The difficult part is of course in making sense of this challenge, defining your options and focusing your resources where it matters.
Your business growth strategy will ideally dictate your content strategy. That comes next.
Aligning content with your growth strategy:
“Seek the smallest viable market. And make the biggest possible change.“– Seth Godin, Best-selling Author and Permission Marketer
Once we identify what is our biggest area of growth, we can then think about how content can help fuel this growth.
For instance, a software app relying on a freemium growth strategy will want to significantly reduce the costs of finding and serving a free user. So, its top three priorities may look like:
- Get on Google’s 1st page for relevant niche keywords to attract more traffic
- Optimize the no. of visitors converting to free users via lead magnets and email marketing
- Reduce user support costs by creating useful how-to articles, a self-service knowledge portal and building a community of users to support each other
So, as part of their content strategy, they may focus their resources like this:
Again, if they are just starting out, and their email and user lists are small, bringing in traffic takes the highest priority. So, even while creating support knowledge resources, they’ll want to do it in a way that can both educate their users and also time attract more traffic.
A tailor-made content strategy that is aligned with the business growth strategy will create win-win scenarios like this.
The content strategy of an agency or personal brand, relying on a premium growth strategy, will be completely different from that of the freemium app.
Instead of keyword rankings, it might focus on thought-leadership pieces and case studies. And instead of creating a user-facing blog, it might want to invest in an internal blog, that up-skills its employees.
On a similar note, the content strategy for a niche business that relies on the partnership growth strategy will be different. It may prioritize creating a set of resources that partners use to co-brand and promote their offerings.

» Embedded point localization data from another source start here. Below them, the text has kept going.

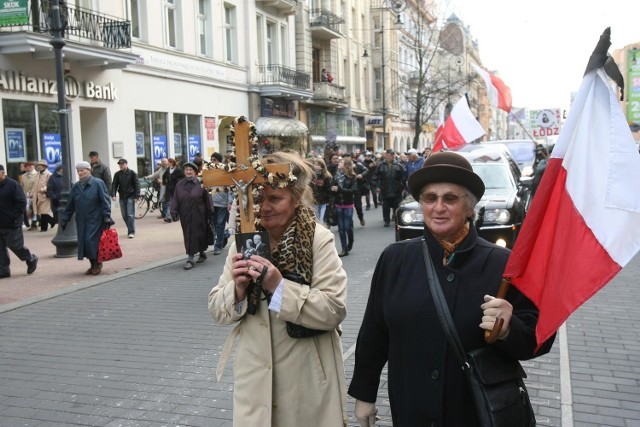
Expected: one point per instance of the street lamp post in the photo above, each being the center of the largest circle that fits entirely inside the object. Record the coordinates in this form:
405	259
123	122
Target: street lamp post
65	241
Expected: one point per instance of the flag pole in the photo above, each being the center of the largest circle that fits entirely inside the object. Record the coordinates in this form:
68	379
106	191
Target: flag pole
491	336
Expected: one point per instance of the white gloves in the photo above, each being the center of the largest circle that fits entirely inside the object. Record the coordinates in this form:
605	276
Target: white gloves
494	309
366	413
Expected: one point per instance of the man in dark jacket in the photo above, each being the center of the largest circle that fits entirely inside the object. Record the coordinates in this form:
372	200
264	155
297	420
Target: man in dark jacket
390	176
126	185
99	170
12	206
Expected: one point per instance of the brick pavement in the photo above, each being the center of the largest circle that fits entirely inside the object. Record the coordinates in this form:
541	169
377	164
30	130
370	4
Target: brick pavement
138	348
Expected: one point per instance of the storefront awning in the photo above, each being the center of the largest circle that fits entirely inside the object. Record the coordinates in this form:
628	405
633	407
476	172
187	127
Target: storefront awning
278	126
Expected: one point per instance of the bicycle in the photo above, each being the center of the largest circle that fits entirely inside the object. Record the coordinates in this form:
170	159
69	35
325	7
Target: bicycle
149	201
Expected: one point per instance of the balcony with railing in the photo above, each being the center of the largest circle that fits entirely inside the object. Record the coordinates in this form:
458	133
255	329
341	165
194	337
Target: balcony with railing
328	94
325	25
91	36
279	81
286	7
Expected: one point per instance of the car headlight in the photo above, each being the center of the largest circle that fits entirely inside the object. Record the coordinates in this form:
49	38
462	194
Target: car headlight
498	216
411	216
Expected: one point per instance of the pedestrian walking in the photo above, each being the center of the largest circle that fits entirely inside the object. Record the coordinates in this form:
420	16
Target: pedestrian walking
12	205
126	185
288	369
89	200
170	178
99	169
390	176
345	188
401	326
54	191
192	204
39	199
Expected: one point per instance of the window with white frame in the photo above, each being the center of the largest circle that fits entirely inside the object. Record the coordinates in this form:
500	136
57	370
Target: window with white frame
204	27
377	82
272	49
172	22
260	36
230	34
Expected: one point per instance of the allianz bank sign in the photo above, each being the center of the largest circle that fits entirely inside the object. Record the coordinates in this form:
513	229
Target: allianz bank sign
17	81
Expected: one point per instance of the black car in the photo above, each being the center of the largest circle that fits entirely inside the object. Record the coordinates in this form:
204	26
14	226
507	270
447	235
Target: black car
501	210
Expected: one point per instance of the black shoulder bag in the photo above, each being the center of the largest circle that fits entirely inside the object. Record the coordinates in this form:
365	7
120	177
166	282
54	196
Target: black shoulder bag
495	380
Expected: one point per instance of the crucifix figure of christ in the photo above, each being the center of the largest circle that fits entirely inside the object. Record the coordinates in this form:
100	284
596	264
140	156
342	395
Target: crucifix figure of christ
243	177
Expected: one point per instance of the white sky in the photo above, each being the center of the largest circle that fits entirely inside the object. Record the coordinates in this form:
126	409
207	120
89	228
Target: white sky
540	48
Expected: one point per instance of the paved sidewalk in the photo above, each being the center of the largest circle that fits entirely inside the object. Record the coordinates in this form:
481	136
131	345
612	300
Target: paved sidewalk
141	349
155	241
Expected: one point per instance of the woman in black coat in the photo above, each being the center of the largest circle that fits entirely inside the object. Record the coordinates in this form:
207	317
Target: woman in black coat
169	179
427	387
345	187
193	205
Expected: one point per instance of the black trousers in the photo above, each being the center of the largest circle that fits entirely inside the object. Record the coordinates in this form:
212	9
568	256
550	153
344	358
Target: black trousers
12	238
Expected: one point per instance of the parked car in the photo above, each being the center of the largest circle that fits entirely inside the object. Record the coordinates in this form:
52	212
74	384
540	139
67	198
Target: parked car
523	152
501	210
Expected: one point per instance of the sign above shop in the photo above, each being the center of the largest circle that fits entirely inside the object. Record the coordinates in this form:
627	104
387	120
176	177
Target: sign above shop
17	81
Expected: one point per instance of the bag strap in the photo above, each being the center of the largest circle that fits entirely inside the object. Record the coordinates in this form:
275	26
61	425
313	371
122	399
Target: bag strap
443	309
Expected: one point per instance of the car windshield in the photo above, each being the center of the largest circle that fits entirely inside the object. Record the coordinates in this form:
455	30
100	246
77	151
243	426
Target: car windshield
523	152
494	175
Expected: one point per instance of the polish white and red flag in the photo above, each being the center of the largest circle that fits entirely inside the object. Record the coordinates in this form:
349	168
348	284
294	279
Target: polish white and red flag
583	226
498	92
460	128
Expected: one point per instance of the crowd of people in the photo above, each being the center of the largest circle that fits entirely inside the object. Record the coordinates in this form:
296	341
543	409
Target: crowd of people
287	294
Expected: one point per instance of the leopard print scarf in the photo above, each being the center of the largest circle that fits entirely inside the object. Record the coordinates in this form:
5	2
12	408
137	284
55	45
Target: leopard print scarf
294	252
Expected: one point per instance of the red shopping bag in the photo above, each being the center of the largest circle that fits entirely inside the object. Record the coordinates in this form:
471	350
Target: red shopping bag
109	248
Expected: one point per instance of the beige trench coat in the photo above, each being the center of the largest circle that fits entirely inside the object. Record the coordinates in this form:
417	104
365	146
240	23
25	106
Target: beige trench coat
40	202
279	380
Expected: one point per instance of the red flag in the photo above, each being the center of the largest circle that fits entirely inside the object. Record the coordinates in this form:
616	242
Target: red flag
459	128
498	92
584	223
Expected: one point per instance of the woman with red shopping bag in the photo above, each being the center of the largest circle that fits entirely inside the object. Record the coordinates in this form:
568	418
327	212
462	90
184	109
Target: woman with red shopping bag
89	200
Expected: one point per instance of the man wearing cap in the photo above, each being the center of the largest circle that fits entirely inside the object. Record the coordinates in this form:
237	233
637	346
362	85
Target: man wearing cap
414	162
12	205
39	199
390	176
29	179
126	185
100	170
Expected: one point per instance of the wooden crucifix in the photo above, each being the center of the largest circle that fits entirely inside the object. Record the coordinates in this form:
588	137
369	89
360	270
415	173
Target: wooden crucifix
244	177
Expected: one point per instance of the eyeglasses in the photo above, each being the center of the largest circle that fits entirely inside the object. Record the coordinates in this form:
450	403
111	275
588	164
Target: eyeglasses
448	198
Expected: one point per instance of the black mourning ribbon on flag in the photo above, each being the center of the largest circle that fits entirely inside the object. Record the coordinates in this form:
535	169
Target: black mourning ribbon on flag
601	59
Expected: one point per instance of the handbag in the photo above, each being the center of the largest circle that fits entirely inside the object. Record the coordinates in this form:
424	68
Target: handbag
494	379
109	248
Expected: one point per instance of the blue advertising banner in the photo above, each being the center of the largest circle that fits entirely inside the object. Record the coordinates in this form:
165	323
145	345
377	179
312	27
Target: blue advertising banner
139	144
194	146
16	146
52	149
177	145
159	148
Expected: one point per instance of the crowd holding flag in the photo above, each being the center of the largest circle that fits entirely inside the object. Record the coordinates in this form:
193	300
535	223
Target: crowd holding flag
583	226
460	128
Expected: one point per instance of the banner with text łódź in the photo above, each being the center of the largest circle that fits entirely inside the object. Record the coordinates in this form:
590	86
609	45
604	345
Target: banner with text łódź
159	148
194	146
14	12
16	144
52	149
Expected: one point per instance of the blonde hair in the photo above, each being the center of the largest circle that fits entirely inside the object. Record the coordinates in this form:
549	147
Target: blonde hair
301	169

The point is that a good content strategy will help narrow down your focus. And focusing your resources on the narrowest possible area will help you penetrate deeper and more effectively, into your ideal target user base.
“You can either dig a hole that’s broad and shallow like a pond, or one that’s narrow and deep, like a well… all good startups are like wells. It’s the depth you need.“– Paul Graham, Co-founder, Y Combinator
This is important, especially, early on. When you only have limited resources to get it right.
However, a lot of content strategies today put the cart before the horse.
And can quickly become superficial, debating the effectiveness of 1,500-word blogs VS 60-second YouTube vlogs, without connecting them to what your business needs.
So, in addition to focusing on your keyword rankings and traffic, maybe, it can help to take a step back, and ask yourself:
Is your content strategy aligned with your growth strategy?